Concurrent Self-testing of Neural Networks Using Uncertainty Fingerprint
Soyed Tuhin Ahmed, Mehdi B. tahoori
TL;DR
The paper tackles the need for reliable online operation of neural networks deployed on hardware accelerators by addressing faults in memory elements that store weights and activations. It introduces an uncertainty fingerprint, produced by a dedicated uncertainty head in a dual-head network, and a two-stage training objective to align fault-free fingerprints around unity, enabling single-pass online fault detection through boundary checks. The proposed method achieves high fault coverage, low false positives, and minimal overhead compared with pause-and-test and other concurrent testing approaches, demonstrated across multiple CNN architectures and datasets with various fault models. This approach provides a practical, scalable mechanism for concurrent self-testing in safety-critical NN-HAs, with potential extensions to improve robustness further via contrastive losses and deeper uncertainty heads.
Abstract
Neural networks (NNs) are increasingly used in always-on safety-critical applications deployed on hardware accelerators (NN-HAs) employing various memory technologies.
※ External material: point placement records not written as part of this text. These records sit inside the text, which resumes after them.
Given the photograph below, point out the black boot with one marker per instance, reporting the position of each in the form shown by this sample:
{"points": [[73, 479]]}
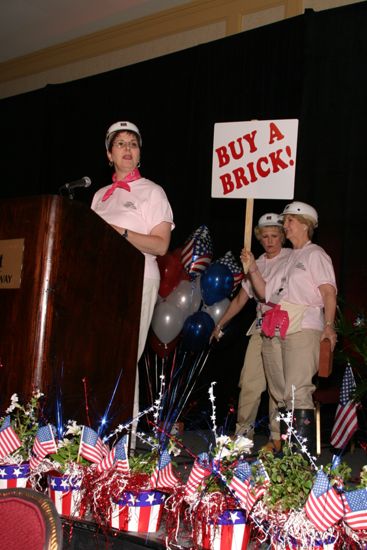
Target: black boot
{"points": [[304, 424], [283, 428]]}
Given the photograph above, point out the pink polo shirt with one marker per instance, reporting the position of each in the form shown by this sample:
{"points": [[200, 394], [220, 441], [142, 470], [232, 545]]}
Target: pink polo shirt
{"points": [[306, 269], [140, 210]]}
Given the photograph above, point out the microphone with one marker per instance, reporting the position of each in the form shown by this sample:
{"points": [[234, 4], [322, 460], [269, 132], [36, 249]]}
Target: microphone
{"points": [[83, 182]]}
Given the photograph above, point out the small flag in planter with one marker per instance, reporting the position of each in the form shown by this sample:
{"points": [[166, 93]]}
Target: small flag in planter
{"points": [[9, 441], [200, 470], [13, 475], [356, 508], [44, 444], [65, 494], [163, 475], [91, 445], [139, 512], [230, 532], [117, 457], [324, 506], [346, 420]]}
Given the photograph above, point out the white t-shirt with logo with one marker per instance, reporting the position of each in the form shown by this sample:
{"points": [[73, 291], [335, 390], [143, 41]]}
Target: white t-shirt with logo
{"points": [[306, 269], [140, 210]]}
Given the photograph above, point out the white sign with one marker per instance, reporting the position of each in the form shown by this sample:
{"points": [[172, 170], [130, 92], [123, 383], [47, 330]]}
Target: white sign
{"points": [[254, 159]]}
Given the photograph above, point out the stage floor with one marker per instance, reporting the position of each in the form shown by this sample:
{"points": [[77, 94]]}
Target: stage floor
{"points": [[84, 535]]}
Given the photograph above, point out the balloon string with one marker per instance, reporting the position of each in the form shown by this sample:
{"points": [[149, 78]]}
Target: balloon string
{"points": [[84, 380], [173, 438]]}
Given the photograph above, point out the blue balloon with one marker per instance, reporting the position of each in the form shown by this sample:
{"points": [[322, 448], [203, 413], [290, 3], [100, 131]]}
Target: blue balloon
{"points": [[216, 283], [196, 331]]}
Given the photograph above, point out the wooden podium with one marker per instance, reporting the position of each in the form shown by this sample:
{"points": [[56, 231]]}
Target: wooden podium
{"points": [[70, 325]]}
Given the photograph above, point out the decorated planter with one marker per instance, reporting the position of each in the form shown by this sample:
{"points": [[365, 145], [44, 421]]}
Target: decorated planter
{"points": [[139, 512], [14, 475], [231, 531], [66, 495]]}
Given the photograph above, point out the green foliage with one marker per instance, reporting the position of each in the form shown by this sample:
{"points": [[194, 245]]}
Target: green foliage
{"points": [[352, 347], [291, 479], [24, 421], [144, 463]]}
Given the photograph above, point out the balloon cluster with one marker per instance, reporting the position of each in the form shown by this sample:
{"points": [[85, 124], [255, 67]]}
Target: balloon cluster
{"points": [[193, 295]]}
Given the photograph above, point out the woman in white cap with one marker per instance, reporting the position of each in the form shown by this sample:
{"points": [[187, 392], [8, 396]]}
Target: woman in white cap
{"points": [[269, 231], [303, 295], [139, 210]]}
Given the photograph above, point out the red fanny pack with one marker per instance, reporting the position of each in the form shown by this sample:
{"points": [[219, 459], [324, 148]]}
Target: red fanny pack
{"points": [[275, 320]]}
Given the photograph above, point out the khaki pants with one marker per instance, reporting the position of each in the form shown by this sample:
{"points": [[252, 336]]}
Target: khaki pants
{"points": [[292, 362], [253, 384]]}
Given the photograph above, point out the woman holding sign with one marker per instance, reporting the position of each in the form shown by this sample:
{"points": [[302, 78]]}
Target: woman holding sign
{"points": [[269, 231], [302, 294]]}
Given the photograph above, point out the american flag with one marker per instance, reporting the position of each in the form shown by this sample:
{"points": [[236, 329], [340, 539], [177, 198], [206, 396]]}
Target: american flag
{"points": [[230, 532], [13, 475], [140, 513], [200, 470], [241, 482], [324, 506], [163, 475], [116, 456], [121, 458], [346, 420], [355, 503], [91, 445], [259, 489], [197, 251], [66, 495], [233, 265], [9, 441], [44, 444]]}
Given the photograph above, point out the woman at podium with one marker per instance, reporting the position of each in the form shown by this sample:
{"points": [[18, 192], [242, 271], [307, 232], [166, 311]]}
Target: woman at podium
{"points": [[139, 210]]}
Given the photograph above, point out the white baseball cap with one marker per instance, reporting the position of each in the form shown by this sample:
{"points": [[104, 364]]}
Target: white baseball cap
{"points": [[122, 126], [270, 219], [302, 209]]}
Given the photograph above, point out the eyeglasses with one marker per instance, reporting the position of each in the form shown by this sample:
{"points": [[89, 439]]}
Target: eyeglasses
{"points": [[121, 144]]}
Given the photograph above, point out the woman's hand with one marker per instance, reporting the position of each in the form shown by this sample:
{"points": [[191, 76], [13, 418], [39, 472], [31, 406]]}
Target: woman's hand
{"points": [[217, 333], [330, 334], [248, 259]]}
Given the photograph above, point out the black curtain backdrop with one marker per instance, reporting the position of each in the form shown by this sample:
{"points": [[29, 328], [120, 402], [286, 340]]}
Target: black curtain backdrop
{"points": [[311, 67]]}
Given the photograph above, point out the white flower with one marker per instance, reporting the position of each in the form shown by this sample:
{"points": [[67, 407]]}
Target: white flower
{"points": [[73, 428], [223, 452], [222, 440], [37, 394], [242, 444], [13, 403], [64, 443]]}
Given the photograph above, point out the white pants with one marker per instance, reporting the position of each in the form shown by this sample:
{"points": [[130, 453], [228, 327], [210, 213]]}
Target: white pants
{"points": [[148, 301]]}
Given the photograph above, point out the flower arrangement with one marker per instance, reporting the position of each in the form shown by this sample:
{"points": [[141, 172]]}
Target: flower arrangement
{"points": [[68, 447], [22, 421]]}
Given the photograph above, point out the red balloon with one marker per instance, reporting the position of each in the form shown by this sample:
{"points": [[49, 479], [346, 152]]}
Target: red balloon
{"points": [[171, 270], [162, 350]]}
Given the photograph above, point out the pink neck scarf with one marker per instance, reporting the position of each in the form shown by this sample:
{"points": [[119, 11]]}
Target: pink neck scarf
{"points": [[122, 184]]}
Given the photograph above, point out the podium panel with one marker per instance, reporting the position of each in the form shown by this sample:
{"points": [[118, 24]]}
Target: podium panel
{"points": [[71, 326]]}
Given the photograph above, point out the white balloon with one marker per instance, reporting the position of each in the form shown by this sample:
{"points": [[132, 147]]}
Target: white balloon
{"points": [[217, 310], [186, 296], [167, 321]]}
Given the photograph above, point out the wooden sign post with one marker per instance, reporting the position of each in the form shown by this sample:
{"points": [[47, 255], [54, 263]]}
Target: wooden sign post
{"points": [[254, 160]]}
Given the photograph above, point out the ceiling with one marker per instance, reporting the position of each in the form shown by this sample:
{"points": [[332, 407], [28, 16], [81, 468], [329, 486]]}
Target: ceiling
{"points": [[30, 25]]}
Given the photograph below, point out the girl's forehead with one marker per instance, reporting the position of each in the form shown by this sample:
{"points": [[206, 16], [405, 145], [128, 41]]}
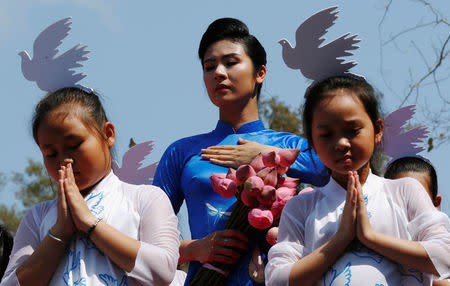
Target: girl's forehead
{"points": [[224, 47]]}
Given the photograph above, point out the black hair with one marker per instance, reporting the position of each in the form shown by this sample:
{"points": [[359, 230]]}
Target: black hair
{"points": [[360, 87], [235, 31], [93, 115], [6, 244], [413, 164]]}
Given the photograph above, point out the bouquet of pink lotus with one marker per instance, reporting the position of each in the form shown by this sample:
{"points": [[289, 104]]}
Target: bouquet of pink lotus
{"points": [[262, 190]]}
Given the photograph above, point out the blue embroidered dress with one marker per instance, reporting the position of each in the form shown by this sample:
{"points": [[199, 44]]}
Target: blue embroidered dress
{"points": [[183, 175]]}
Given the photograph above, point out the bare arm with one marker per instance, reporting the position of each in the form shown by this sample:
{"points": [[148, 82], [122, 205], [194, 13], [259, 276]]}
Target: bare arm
{"points": [[236, 155], [120, 248], [40, 266]]}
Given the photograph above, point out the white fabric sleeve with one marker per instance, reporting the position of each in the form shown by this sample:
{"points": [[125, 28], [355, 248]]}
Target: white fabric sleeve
{"points": [[157, 258], [431, 228], [290, 246], [26, 241]]}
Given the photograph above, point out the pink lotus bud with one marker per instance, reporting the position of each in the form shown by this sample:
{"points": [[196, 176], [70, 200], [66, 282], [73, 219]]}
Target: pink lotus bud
{"points": [[260, 218], [283, 194], [225, 187], [272, 235], [288, 156], [288, 182], [248, 200], [231, 174], [271, 178], [257, 163], [307, 190], [267, 195], [271, 159], [254, 185], [282, 170], [243, 173], [264, 171]]}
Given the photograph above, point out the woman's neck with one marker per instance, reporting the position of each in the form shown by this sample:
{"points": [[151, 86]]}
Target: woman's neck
{"points": [[236, 115]]}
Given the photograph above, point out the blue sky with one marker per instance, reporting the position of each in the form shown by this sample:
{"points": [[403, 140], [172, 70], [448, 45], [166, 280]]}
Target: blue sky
{"points": [[144, 62]]}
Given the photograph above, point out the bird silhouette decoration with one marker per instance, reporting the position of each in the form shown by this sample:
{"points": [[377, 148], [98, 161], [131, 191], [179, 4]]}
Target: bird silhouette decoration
{"points": [[131, 171], [398, 142], [318, 62], [49, 71]]}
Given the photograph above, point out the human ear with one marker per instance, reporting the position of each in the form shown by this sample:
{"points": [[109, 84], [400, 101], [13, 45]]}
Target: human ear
{"points": [[379, 128], [110, 134], [261, 74]]}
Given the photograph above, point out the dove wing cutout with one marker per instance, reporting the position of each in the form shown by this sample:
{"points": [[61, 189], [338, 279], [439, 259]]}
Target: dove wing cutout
{"points": [[315, 62], [46, 43], [48, 71], [131, 171], [396, 141]]}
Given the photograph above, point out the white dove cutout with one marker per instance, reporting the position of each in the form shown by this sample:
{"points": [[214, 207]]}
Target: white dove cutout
{"points": [[398, 142], [131, 171], [48, 71], [317, 62]]}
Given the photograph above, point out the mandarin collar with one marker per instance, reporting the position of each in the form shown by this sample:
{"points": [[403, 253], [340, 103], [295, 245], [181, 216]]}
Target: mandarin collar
{"points": [[225, 128], [104, 184]]}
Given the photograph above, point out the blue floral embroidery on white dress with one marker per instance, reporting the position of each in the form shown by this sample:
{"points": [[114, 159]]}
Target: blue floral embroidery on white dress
{"points": [[345, 274], [96, 208], [75, 265], [108, 280]]}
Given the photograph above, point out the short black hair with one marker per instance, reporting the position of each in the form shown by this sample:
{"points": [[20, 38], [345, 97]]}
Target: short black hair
{"points": [[236, 31], [413, 164]]}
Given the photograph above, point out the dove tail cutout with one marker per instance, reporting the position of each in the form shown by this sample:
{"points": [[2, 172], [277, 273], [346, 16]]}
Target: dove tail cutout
{"points": [[52, 71], [315, 60]]}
Reliable continuous operation of NN is essential for safety-critical applications. During online operation, NNs are susceptible to single and multiple permanent and soft errors due to factors such as radiation, aging, and thermal effects. Explicit NN-HA testing methods cannot detect transient faults during inference, are unsuitable for always-on applications, and require extensive test vector generation and storage. Therefore, in this paper, we propose the \emph{uncertainty fingerprint} approach representing the online fault status of NN. Furthermore, we propose a dual head NN topology specifically designed to produce uncertainty fingerprints and the primary prediction of the NN in \emph{a single shot}. During the online operation, by matching the uncertainty fingerprint, we can concurrently self-test NNs with up to $100\%$ coverage with a low false positive rate while maintaining a similar performance of the primary task. Compared to existing works, memory overhead is reduced by up to $243.7$ MB, multiply and accumulate (MAC) operation is reduced by up to $10000\times$, and false-positive rates are reduced by up to $89\%$.